The response of the clinical psychologists was that the present version of Straw Dogs was not harmful and was not likely to encourage an interest in rape or abusive behaviour towards women. The psychologists agreed that the ambiguous first rape was in fact a fairly realistic depiction of a quite complex situation. They also agreed that, by the end of the second rape, any general messages reinforcing ‘rape myths’ were undermined by the lack of ambivalence shown in Amy’s reaction to the second attack. It was also noted that Amy’s flashbacks to her distressing experience later in the film further undermined any impression that she might welcome rape or that it has no serious effect on its victims.

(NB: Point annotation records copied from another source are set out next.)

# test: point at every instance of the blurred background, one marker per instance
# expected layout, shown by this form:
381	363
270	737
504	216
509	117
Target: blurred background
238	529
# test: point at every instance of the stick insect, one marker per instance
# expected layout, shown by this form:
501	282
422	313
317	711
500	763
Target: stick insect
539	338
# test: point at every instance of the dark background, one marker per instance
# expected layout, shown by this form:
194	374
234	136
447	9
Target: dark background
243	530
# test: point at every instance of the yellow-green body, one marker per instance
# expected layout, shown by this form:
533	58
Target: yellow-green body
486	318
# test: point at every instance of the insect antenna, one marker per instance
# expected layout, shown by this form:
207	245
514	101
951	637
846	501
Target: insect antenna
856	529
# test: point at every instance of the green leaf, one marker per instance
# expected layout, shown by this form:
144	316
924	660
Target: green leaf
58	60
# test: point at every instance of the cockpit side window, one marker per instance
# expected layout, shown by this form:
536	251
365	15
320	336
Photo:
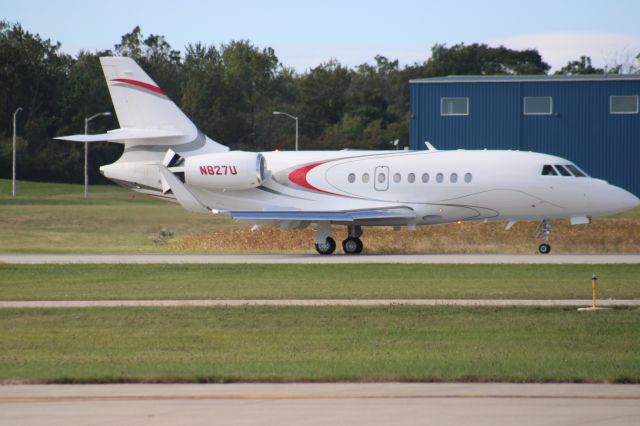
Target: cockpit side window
562	170
575	170
548	170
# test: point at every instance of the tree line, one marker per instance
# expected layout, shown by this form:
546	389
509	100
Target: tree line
230	91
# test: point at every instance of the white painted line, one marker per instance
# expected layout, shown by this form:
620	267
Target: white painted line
317	302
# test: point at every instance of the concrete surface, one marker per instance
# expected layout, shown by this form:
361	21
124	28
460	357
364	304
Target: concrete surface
321	404
315	258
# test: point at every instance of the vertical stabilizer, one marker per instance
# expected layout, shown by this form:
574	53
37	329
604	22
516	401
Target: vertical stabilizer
138	100
143	107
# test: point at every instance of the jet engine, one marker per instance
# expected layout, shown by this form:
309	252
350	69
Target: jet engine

The psychologists commented that the scene was filmed in a relatively discreet manner, with limited potential today for titillation.
The issue of context was also important to the members of the public to whom the video was shown as part of a research exercise into the acceptability of images of sexual violence. A focus group of 26 people viewed Straw Dogs, with 20 people accepting 18 uncut as the most appropriate category, five suggesting only minor cuts, and only one favouring rejection. No respondent asked for major cuts of the kind required by the BBFC in 1999.
Discussion in the subsequent focus group about the film was generally very positive, with most members finding it a powerful, compelling and well made work. The controversial scenes were not considered to be a gratuitous exploitation of sexual violence. It was felt that the quality of the filmmaking and the narrative context allowed the director to explore through them some difficult and complex issues.
Significantly, respondents saw the manner in which Amy copes with her experience also as essentially positive and concluded that the full version of the scene - as well as the flashbacks shown afterwards - reinforced the idea that rape is not to be taken lightly because of the serious effect it can have on individuals. No concerns about possible harmful effects were identified.
The BBFC recognised that the rape scene in Straw Dogs has lost only part of its power over the years, despite the age of the film. Nonetheless, in the restored version, and in the light of the evidence of expert opinion, the BBFC's conclusion was that, in 2002, the film had no significant potential to cause harm to viewers or, through their actions, to society as a whole.
In 2011 the BBFC was presented with a modern remake of Straw Dogs, this time set in the USA. Although the remake also features a version of the double rape scene, the presentation of sexual violence was considerably less problematic than in the 1971 version. Firstly, Amy's response to the first rape (by her former boyfriend) is less ambiguous. Secondly, the scene is presented without any breast nudity or other potentially 'erotic' elements. Thirdly, the remake spends more time than the original providing a clear back story for Amy and her former boyfriend. The remake was classified 18 uncut for strong bloody violence and one scene of sexual violence.